Toen op 10 februari Sir Archibald Wavell een bezoek bracht aan Singapore, was de verdediging dus wederom een puinhoop. Voor hij weer vertrok had Wavell aan Percival de opdracht gegeven gelijk een tegenaanval uit te voeren, hoewel hij wel wist dat dit weinig zou uithalen. De Japanse tanks die zich nu in de strijd wierpen, maakten de situatie alleen nog maar ernstiger en op de ochtend van 13 februari hadden de overgebleven verdedigers zich teruggetrokken op de laatste verdedigingslinie rond de stad Singapore. Ondertussen was het in Singapore een grote chaos. Angstige burgers trachtten een goed heenkomen te vinden en de militaire politie had haar handen vol aan muitende troepen en plunderaars.
Ook de Japanners hadden ondertussen hun problemen. Deze problemen waren zo ernstig dat een sterke, vasthoudende verdediging de Japanse plannen nog in gevaar had kunnen brengen. Getalsmatig waren de Japanse aanvallers nog altijd in de minderheid. Het enige voordeel dat zij hadden was de aanwezigheid van tanks en een luchtoverwicht. Er dreigde echter een ernstig tekort aan munitie en brandstof. Tomoyuki Jamashita zou dan ook snel een overwinning moeten boeken, nog voordat zijn troepen in de straten van Singapore verwikkeld zouden raken in uitputtende straatgevechten.
Jamashita besloot zijn tegenstander Percival door bluf op de knieën te brengen. Deze bluf bestond uit een artilleriebeschieting die zo hevig moest zijn dat de Britten dachten met een grote overmacht te maken te krijgen. Daarnaast liet hij de legerluchtmacht alles in de strijd gooien, desnoods met alle laatste middelen. Zijn doel was de Britten zodanig te overdonderen dat Percival zich wel gedwongen zou voelen zich over te geven. In Londen had men ondertussen wel door dat de Japanse kracht nooit zo groot kon zijn als hij leek en Wavell gaf dan ook aan Percival de opdracht om door te vechten.

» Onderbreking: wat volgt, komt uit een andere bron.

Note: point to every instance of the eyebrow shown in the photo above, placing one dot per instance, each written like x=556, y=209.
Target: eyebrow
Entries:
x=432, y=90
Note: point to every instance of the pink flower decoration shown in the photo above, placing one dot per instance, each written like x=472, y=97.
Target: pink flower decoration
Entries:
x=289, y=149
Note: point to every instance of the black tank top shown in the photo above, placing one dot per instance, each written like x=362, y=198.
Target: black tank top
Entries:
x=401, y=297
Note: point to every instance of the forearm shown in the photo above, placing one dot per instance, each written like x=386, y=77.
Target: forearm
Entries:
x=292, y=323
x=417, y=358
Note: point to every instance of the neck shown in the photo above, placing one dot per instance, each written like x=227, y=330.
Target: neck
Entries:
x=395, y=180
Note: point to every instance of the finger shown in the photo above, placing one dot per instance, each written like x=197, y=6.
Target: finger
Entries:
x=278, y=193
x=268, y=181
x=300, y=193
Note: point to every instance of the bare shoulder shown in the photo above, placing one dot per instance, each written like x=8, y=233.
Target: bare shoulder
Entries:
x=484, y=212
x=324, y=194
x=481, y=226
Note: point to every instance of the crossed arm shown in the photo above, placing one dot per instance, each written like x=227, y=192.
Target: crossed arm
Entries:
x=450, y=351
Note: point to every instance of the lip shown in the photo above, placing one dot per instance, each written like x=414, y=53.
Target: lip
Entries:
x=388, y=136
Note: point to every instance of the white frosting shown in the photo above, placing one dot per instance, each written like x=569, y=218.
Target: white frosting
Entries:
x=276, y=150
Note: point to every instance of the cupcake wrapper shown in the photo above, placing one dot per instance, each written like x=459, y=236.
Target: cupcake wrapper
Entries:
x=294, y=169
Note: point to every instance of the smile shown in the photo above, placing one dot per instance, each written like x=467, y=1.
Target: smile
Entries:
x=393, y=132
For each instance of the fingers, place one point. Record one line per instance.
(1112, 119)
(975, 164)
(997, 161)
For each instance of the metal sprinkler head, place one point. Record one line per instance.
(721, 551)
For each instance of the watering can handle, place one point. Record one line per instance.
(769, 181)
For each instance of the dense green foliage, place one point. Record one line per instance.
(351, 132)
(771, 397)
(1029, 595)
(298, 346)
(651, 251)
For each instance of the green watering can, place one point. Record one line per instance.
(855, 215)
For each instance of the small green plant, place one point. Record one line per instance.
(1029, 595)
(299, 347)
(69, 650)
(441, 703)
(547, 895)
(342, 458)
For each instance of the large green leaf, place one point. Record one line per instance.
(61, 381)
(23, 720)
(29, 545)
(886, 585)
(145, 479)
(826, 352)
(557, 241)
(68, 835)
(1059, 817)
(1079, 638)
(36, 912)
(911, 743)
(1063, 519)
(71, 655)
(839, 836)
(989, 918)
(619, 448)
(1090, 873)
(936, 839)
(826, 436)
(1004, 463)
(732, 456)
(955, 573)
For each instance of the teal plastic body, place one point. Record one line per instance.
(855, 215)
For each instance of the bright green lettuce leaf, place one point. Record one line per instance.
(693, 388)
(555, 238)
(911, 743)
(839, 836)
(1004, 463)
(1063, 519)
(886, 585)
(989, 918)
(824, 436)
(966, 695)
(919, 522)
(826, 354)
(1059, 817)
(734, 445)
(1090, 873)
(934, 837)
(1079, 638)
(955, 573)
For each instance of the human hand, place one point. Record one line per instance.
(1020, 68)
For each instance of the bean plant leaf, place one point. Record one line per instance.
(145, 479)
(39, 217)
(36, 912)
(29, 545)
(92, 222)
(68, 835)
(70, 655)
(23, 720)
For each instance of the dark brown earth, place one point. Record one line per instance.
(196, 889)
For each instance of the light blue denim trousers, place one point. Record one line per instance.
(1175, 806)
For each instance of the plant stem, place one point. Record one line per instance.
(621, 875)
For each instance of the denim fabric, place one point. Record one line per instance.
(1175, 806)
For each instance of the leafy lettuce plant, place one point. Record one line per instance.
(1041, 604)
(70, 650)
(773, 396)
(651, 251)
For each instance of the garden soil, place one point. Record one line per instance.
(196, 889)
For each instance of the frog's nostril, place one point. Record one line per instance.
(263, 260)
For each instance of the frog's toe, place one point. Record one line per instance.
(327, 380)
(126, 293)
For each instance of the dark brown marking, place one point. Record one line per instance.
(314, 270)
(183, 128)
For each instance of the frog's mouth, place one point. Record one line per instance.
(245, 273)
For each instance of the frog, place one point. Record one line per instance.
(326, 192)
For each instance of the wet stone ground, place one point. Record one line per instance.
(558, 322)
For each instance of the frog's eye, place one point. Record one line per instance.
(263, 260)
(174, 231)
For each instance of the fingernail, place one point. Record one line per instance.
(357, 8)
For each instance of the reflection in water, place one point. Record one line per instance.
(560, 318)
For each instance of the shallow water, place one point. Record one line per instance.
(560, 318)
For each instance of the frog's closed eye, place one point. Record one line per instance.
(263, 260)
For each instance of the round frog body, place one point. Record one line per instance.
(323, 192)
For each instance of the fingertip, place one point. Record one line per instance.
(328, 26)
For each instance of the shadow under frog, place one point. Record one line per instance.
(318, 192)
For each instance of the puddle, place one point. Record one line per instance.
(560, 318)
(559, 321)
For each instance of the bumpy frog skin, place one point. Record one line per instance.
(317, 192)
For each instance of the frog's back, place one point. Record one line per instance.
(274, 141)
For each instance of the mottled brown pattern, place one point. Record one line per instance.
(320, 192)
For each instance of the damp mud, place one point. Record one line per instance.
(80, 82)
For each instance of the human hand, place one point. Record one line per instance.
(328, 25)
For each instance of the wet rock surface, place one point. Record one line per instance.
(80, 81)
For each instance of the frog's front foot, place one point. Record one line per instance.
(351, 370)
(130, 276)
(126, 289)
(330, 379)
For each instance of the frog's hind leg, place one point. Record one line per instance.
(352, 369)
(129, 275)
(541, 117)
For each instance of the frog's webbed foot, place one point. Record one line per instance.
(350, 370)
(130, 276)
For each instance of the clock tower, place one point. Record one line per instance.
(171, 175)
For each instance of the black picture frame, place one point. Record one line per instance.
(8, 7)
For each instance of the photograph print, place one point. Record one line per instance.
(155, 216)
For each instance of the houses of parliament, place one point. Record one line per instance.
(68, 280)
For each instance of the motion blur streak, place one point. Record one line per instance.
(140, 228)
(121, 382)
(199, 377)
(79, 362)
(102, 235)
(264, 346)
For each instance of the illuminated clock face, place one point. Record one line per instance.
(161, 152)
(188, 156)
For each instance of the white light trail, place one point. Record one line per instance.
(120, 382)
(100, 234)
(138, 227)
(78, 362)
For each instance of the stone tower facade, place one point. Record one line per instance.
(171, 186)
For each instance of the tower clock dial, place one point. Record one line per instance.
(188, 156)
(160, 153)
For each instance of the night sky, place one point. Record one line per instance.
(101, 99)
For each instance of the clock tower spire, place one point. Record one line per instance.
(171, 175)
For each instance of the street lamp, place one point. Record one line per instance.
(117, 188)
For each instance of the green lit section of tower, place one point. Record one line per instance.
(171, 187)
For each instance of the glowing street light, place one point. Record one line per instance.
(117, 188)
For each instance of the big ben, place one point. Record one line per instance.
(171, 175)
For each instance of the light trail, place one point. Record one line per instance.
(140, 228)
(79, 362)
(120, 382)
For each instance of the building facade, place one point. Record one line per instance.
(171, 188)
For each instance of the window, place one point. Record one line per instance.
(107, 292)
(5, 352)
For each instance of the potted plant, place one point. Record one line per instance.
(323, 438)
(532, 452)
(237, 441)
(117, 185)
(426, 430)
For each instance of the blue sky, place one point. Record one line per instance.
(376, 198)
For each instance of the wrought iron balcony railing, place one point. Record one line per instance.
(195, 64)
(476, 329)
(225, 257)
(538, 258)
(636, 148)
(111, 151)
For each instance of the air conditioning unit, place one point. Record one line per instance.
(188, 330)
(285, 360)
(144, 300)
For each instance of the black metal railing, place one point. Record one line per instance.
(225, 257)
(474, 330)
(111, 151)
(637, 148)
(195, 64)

Zijn opdracht hield echter ook de optie vrij om bij een overmacht het eiland te ontvluchten. Percival zag doorvechten allang niet meer als een optie en wilde zich gewonnen geven. Op 14 februari 1942 seinde Wavell hem echter de opdracht door om de vijand zoveel mogelijk schade toe te brengen en zo nodig voor ieder huis te vechten. In Singapore dreigde de situatie echter volledig uit de hand te lopen. De troepen waren volledig gedemoraliseerd en de voorraden raakten uitgeput. Op 15 februari belegde Percival een topbijeenkomst met zijn commandanten om de situatie te bespreken.
De strijd leek hopeloos en op 15 februari 1942 gaf Percival Singapore over aan de Japanners, waardoor meer dan 70.000 Britse onderdanen krijgsgevangen werden genomen. Dat deze Britten op dat moment van geluk mochten spreken, blijkt wel uit de vele berichten van wandaden die door Japanse soldaten op krijgsgevangenen werden uitgevoerd. Een geluk dat overigens maar een tijdelijk karakter had, gezien de verschrikkingen die deze mannen nog moesten doorstaan in de Japanse krijgsgevangenkampen. Bekend is echter dat bij de aanvallen in Malakka en op het eiland Singapore, vaak hulpeloze, vastgebonden krijgsgevangenen zonder pardon werden gedood, soms met een kogel, maar meestal met bajonet of zwaard.